Plasma fluctuations, local partial Saha equilibrium, and the broadening of vacuum-arc ion charge state distributions

Abstract

Charge state distributions (CSD's) of Fe, Co, Zr, Nb, Hf, Ag, Pt, Au ions produced at vacuum arc cathode spots are investigated without often-used averaging procedures. Statistical results are used to evaluate the contribution of fluctuations to the broadening of averaged CSD's. Calculations of Saha equations in the Debye-Huckel approximation are often successful in replicating experimental CSD's even when using the simple model of "instantaneous freezing". This allows us to use charge state spectrometry as a plasma diagnostic tool for the dense plasma near the cathode spot.

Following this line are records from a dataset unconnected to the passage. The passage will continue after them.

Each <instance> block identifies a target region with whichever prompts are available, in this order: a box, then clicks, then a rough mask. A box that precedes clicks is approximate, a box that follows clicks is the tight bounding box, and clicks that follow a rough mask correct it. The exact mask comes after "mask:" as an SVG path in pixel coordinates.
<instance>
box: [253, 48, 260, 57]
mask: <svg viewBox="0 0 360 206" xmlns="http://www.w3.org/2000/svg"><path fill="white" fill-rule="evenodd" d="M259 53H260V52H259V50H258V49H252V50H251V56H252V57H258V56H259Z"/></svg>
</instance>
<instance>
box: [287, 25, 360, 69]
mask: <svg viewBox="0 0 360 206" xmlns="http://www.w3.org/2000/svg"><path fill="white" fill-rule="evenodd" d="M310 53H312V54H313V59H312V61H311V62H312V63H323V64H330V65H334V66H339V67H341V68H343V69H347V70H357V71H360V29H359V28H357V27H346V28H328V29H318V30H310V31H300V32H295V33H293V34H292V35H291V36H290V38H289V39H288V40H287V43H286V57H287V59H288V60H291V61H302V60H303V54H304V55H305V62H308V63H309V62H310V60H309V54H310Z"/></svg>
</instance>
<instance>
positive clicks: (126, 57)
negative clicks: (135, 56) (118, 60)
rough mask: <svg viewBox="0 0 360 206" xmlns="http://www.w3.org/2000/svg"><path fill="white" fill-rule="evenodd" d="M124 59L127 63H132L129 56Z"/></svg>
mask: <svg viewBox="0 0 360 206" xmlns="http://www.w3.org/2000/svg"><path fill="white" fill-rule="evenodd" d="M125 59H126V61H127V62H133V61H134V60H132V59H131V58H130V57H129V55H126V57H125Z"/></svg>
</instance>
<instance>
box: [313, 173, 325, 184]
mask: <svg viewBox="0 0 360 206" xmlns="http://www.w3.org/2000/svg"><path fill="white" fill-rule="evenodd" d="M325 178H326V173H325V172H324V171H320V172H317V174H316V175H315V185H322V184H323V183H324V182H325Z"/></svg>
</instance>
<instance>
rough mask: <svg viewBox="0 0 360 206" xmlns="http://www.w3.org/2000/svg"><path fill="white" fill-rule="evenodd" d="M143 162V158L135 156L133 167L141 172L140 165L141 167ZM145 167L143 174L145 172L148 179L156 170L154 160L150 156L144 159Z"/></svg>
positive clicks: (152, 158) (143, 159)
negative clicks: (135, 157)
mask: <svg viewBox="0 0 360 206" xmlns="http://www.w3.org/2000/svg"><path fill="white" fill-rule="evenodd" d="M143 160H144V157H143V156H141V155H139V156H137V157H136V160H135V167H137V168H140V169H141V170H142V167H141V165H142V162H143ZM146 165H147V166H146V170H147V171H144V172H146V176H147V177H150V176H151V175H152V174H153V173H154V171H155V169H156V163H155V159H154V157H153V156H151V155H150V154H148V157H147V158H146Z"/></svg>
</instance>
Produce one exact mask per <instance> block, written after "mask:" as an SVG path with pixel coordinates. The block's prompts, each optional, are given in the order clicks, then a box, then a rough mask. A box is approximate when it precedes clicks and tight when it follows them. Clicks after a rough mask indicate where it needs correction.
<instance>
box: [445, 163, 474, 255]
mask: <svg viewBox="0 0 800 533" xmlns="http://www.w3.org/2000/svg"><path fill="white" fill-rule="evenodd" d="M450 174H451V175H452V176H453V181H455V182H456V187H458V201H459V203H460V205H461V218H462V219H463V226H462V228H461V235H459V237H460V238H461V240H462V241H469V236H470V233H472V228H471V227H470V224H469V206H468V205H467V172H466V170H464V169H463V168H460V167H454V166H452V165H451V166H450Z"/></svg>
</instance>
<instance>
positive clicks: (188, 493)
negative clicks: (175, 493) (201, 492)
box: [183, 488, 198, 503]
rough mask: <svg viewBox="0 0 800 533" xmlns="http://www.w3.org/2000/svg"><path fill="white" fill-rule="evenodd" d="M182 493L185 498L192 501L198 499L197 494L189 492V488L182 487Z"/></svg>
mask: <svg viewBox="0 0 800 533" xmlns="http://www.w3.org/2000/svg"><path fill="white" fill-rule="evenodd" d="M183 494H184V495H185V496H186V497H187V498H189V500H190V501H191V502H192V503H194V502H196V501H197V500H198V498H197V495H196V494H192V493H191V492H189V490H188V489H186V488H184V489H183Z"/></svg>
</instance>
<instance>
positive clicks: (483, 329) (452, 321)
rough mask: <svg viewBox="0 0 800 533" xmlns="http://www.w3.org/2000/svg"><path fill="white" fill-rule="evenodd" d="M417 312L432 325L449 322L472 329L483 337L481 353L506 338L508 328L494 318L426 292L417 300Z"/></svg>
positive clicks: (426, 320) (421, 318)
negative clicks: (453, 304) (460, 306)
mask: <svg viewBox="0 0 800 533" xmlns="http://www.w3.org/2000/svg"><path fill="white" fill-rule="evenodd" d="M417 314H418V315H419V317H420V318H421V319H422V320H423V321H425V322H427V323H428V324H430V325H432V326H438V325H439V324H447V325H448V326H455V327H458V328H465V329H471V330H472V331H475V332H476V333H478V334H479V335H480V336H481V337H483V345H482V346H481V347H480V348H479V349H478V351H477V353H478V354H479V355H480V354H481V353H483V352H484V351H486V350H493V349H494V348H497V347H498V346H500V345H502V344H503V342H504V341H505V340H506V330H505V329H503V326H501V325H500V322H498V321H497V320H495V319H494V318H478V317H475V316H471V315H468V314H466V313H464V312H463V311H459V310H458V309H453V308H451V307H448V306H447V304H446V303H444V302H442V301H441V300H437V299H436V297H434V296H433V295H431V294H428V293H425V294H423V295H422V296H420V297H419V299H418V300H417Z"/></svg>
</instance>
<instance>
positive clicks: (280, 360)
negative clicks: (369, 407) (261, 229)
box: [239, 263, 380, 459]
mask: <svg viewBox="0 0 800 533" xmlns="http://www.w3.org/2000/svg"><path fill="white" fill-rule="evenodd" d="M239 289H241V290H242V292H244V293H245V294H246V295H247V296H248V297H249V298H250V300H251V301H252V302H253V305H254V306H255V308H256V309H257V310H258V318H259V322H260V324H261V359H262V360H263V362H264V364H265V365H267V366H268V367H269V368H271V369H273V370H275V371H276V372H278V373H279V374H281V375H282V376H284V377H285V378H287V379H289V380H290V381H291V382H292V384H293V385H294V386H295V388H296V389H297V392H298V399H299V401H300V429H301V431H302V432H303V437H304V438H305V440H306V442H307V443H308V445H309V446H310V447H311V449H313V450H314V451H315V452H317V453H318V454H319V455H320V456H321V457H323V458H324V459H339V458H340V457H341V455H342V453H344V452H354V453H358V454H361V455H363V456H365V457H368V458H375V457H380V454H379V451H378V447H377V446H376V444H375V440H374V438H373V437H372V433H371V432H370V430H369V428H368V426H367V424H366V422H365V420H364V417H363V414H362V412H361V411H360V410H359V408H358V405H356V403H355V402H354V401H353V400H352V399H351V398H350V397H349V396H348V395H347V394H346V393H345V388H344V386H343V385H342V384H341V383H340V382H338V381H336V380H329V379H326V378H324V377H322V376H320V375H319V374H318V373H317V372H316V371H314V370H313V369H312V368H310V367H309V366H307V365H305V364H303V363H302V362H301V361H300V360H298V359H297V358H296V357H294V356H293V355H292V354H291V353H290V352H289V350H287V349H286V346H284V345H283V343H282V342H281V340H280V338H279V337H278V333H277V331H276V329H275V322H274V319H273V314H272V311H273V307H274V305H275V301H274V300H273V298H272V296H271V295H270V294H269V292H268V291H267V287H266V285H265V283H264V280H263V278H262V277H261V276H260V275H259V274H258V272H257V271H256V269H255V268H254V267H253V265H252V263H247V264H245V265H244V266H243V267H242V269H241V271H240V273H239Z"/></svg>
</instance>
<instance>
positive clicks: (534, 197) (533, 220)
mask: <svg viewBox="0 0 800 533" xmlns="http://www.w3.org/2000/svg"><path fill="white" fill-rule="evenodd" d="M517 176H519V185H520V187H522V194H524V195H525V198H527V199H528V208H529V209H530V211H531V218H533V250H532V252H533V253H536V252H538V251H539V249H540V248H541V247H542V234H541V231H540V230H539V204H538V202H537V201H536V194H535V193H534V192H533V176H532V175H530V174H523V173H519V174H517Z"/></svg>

Typically, total heavy particle (atoms and ions) densities and electron temperatures of 10/sup 24/ 10/sup 26/ m/sup -3/ and 3-4 eV have been measured this way at the transition zone from equilibrium to nonequilibrium, the "event horizon." It was also found that CSD's for some elements such as Co, Ag, and Hf could not be accurately simulated with the assumption of instantaneous freezing. Here, a more gradual transition to nonequilibrium occurs, This transition can be described by the model of partial local Saha equilibrium. Finally, an axial magnetic field was found to soften the transition to nonequilibrium thus causing broadening of experimental CSD's.